How do credit rating agencies and bond investors react to credit guarantees? Evidence from China’s municipal corporate bond market

Wei Zhang, Mu Tong, Yahua Yin and Jingjing Shang

  • We examine how credit rating agencies and bond investors react to credit guarantees in China’s municipal corporate bond market.
  • Bonds guaranteed by related or non-related parties are typically upgraded by credit rating agencies, and only non-related credit guarantees lead to decreased bond finance costs.
  • The presence of credit guarantees also significantly increases guarantors’ financing costs, which are generally not considered by credit rating agencies.
  • Non-related credit guarantees have a minor impact on bond finance costs but a significant impact on bond project ratings.
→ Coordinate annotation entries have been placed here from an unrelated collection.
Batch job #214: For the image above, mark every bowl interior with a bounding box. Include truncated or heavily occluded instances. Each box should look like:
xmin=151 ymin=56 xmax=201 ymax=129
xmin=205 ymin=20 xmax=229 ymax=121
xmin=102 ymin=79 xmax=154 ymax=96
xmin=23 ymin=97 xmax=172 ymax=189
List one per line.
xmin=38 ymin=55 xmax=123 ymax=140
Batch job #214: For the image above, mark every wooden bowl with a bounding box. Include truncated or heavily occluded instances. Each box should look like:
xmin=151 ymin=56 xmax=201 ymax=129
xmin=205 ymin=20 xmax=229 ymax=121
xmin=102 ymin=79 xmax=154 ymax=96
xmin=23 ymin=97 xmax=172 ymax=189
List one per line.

Additionally, related credit guarantees and providing credit guarantees play a relatively minor role in affecting both bond project ratings and finance costs.

We examine the impact of credit guarantees on credit ratings and bond finance costs in China’s municipal corporate bond market using regression models and random forest variable importance. Our regression results reveal that there is an asymmetry in the response to credit guarantees between credit rating agencies and bond investors. Specifically, bonds guaranteed by related or unrelated parties are typically upgraded by credit rating agencies, and only unrelated credit guarantees lead to decreased bond finance costs. The presence of credit guarantees also results in a significant increase in guarantors’ financing costs, which are generally not taken into consideration by credit rating agencies. The random forest variable importance analysis indicates that unrelated credit guarantees have a minor impact on bond finance costs but a significant impact on bond project ratings. In addition, related credit guarantees and credit guarantee provision have a relatively minor effect on bond project ratings and finance costs. Our findings suggest that there is a possible distortion of credit guarantee risk in the credit rating market but that investors can correct for this deviation in credit ratings and avoid the mispricing of credit guarantee risk.